# Jury interpretation

shape state surface show : f [ i ] [ j ] [ k ] : from front i individual people in pick choose Yes j individual people ， And yes answer of Argue square total branch and control square total branch of difference value by k , of most large total branch Status representation: f[i][j][k]: the maximum total score of J selected from the previous I, and the difference between the total score of the defense and the total score of the prosecution is k Status representation: f[i][j][k]: the maximum total score of J selected from the previous I, and the difference between the total score of the defense and the total score of the prosecution is k

shape state turn shift square Process : State transition equation: State transition equation:
f [ i , j , k ] = { f [ i − 1 ] [ j ] [ k ] ( no choose Select i ) f [ i − 1 , j − 1 , k − ( d [ i ] − p [ i ] ) ] ( choose Select Yes i ) F[i, J, k]=\left\{\begin{matrix} f[i-1][j][k] (do not select i) \ f[i-1,j-1,k-(d[i]-p[i])] (select i) \end{matrix} \right f[i,j,k]={f[i − 1][j][k] (I is not selected) f[i − 1,j − 1,k − (d[i] − p[i])] (I is selected)
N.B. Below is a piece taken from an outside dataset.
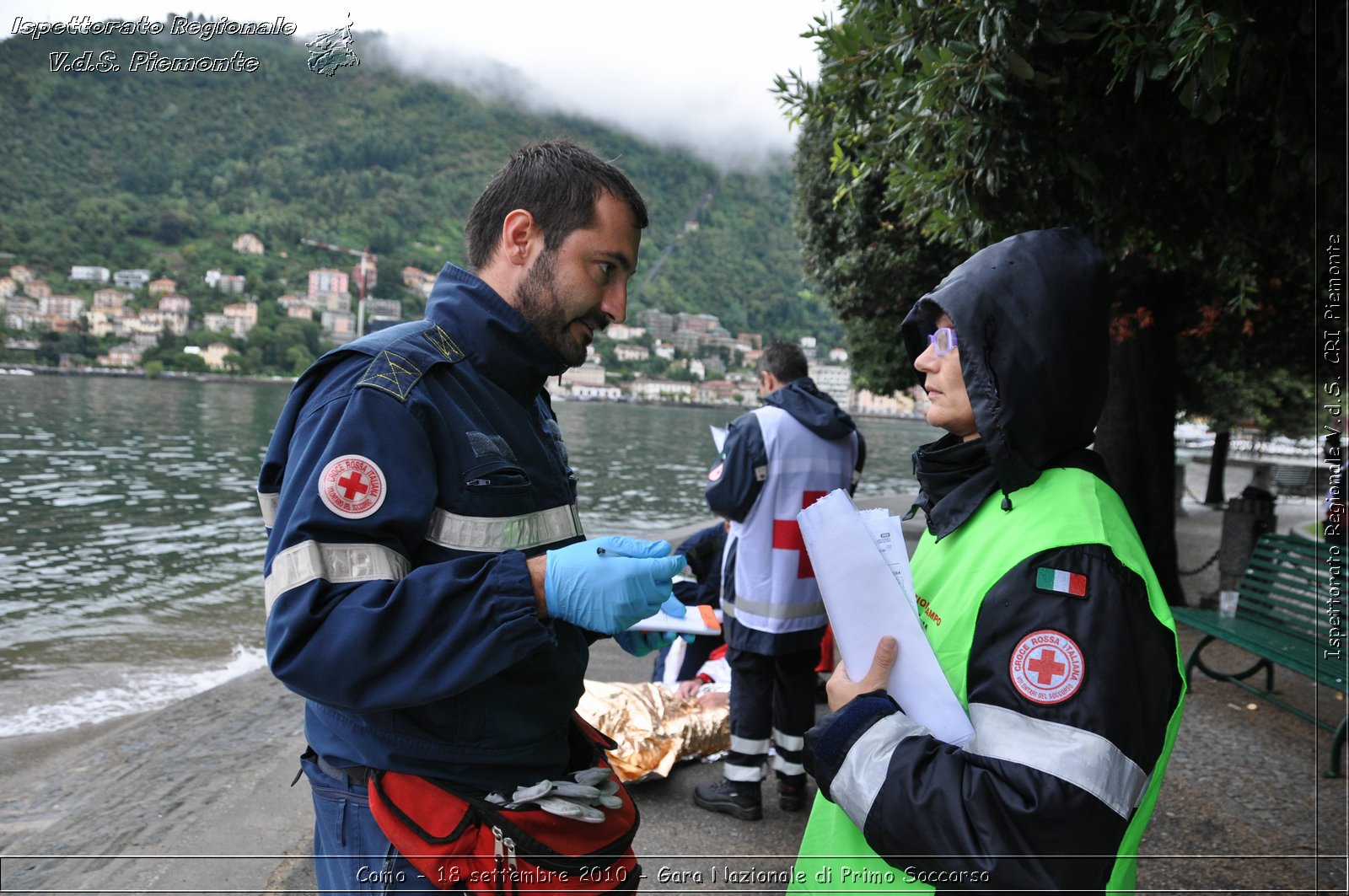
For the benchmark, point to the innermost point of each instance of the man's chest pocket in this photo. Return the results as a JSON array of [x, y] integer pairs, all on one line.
[[497, 480]]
**Points easy to make mistakes: * * during pretreatment, all j = = 1 j==1 j==1, which is easier to handle.
**Why should it be handled separately** For example, the following figure

I Men stay enter that 's ok d p of Hour Wait ， want interview ask reach During dp, we need to access During dp, we need to access j-1 , also Just yes 0 yes have can can cover interview ask of ， but yes choose Select 0 individual yes no cover set righteousness of ， because this need want single single place reason . That is, 0 may be accessed, but 0 is undefined, so it needs to be processed separately. That is, 0 may be accessed, but 0 is undefined, so it needs to be processed separately.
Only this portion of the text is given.